Regarded as a key emerging political and economic power, India would be the president of the powerful Security Council in August and again later next year, most likely in November 2012, during its two-year term. India is also likely to be given a key responsibility of heading one of the two key counter-terrorism committees of the Council during its term.
Diplomatic sources privy to the discussions at the United Nations headquarters in New York said that talks are in advance stage to request India to head one of its two key counter-terrorism committees.
India, along with other emerging countries, has been pushing for a reform of the United Nations to reflect the realities of the present day world. It has also sought an expansion of the UN Security Council to include new permanent members, and has joined hands with the G4 countries (Germany, Japan, South Africa and India) to push for the expansion. Excluding Japan, all the three countries now find themselves in the Security Council as non-permanent members and are expected to push their agenda jointly.

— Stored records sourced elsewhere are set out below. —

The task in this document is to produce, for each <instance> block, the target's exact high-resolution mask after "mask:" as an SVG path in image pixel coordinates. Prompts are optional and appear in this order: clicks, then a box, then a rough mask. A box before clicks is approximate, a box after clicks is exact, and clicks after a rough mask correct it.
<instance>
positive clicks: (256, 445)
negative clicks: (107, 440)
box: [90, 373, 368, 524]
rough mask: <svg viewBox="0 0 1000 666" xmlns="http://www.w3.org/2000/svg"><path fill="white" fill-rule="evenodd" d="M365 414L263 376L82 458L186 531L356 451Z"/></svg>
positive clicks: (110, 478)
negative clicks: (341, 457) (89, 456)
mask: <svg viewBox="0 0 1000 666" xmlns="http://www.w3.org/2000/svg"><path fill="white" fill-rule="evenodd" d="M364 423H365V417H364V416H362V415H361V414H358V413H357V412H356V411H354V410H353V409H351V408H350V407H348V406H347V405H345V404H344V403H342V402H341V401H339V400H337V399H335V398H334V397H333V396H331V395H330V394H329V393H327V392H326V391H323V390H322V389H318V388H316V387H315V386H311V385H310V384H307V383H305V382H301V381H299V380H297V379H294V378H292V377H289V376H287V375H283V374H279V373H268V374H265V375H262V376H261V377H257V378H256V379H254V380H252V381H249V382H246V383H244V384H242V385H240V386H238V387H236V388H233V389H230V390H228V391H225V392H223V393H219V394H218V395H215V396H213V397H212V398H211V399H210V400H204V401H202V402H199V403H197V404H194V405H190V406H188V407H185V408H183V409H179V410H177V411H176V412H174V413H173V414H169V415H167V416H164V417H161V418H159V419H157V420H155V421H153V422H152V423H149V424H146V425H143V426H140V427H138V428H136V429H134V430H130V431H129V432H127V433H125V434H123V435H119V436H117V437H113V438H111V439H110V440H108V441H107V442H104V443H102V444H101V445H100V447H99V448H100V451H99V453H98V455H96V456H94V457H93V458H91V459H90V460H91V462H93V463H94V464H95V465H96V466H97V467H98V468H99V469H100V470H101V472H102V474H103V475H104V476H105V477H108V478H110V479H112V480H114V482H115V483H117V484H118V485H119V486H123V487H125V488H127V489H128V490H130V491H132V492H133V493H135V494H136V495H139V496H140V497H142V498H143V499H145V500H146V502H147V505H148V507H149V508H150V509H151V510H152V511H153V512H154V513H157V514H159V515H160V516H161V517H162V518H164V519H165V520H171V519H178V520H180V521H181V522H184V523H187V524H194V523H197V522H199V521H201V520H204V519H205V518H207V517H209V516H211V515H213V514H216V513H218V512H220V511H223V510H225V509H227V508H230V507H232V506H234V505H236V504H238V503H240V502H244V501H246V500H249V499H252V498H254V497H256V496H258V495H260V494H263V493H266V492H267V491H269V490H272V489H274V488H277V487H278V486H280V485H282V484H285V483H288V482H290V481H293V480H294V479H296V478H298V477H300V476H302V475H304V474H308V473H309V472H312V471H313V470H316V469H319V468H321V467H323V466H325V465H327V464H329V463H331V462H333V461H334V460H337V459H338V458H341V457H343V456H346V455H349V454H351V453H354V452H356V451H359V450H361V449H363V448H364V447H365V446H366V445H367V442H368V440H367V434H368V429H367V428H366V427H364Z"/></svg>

The five existing non-permanent members are Bosnia, Brazil, Gabon, Lebanon and Nigeria, while India along with Germany, Portugal, South Africa and Columbia joined the Security Council as its new non-permanent members on January 1. India, so far has been elected to the Security Council for seven times including the current 2010-2012 term.
Issues related to counter-terrorism, UN peacekeeping operations and human rights would be the top priorities of India as it joins the powerful Security Council after a gap of 19 years, New Delhi's top diplomat to the world body said.
"One of our major pre-occupation is the issue of terrorism. I expect that in the coming months we would have to address that issue through the work of the Council," Hardeep Singh Puri, India's Permanent Representative to the United Nations said.
As such India will prepare for a key role in the two committees of the Security Council, the 1267 and 1373 committee, Puri said. 1267 is the Security Council Sanctions Committee concerning al-Qaida and the Taliban and individuals and entities associated with those organisations.